With the Australian arm of Bridgecorp following its Kiwi subsidiary into administration, ASIC is facing the further embarrassment of more high-yield debenture collapses just waiting to happen.

While Bridgecorp was bad enough to ASIC to stop it raising new funds here, its Kiwi arm carried a three-and-a-half star “investment grade” rating from Property Investment Research – the firm that claims to be the leader in this particular end of the credit rating business.

It’s ASIC’s professed hope that having debenture issuers rated would clean up the industry’s grubby act, but it looks like not much more than hope.

I interviewed the founder and managing director of PIR, Richard Cruickshank, for a Eureka Report story yesterday. He makes the point that development finance is inherently risky and that ratings agencies can’t remove that risk.

But what’s worse than the rated entities that get into trouble is why 83 (ASIC’s number) remain unrated and unlisted.

Cruickshank says some outfits are so bad, PIR won’t take their fees to conduct the research to give them a rating. And we never find out about those who are researched but return a non-investment rating – they’re not published.

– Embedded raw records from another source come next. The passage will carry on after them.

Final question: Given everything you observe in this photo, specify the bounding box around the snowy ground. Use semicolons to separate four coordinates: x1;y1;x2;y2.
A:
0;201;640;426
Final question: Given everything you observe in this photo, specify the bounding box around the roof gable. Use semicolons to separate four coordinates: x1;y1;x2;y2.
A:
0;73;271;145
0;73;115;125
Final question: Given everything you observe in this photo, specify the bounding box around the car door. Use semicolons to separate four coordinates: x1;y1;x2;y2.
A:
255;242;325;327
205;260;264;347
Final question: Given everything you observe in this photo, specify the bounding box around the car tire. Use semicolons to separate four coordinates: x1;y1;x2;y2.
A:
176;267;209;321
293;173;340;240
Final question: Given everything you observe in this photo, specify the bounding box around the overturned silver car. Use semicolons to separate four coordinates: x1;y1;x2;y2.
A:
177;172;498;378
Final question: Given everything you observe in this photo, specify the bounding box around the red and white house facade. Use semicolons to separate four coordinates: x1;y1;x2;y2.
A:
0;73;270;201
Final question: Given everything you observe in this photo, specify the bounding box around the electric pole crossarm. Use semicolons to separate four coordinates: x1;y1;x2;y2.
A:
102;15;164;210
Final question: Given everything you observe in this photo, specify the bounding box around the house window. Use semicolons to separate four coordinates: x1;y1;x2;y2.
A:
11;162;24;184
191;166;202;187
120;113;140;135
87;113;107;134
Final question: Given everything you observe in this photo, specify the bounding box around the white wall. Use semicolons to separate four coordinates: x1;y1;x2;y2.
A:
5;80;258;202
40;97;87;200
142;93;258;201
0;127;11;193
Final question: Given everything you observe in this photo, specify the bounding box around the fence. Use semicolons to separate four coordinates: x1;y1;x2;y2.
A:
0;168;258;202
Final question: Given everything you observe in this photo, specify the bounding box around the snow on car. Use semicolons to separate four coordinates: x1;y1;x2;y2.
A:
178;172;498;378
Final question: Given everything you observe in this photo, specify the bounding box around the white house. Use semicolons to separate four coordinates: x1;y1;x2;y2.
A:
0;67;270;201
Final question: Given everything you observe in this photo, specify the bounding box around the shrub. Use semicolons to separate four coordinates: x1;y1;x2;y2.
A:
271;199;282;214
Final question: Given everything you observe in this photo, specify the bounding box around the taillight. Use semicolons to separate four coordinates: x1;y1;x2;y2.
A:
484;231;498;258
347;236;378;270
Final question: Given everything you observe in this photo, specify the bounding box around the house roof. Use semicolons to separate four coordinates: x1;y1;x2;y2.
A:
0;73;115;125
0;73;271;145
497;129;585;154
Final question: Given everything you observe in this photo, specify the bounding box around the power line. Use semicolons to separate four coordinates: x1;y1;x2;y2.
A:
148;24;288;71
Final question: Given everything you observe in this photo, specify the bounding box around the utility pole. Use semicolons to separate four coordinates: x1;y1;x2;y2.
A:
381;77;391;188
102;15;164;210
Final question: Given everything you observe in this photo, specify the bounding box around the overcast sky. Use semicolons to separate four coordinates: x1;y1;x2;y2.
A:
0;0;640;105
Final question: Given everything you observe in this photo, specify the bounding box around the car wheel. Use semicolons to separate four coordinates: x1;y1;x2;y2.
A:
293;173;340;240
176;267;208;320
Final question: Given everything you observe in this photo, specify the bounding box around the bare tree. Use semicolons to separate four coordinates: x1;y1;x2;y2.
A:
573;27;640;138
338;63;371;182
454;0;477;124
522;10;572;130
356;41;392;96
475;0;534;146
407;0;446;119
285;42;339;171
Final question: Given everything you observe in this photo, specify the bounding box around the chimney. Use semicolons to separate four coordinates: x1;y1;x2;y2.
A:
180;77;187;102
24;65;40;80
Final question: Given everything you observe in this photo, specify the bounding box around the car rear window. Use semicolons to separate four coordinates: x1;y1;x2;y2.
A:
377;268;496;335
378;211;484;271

“We not being paid to flag risk to the general public and then risk getting sued,” Cruickshank said.

“We’re not public servants.”

Cruickshank could not give a number for how outfits his firm has declined to rate or given a non-investment grade rating, but said there were “quite a few” in both categories.

No, I guess the high-yield debenture market really isn’t for most folks – including Tony D’Aloisio at ASIC.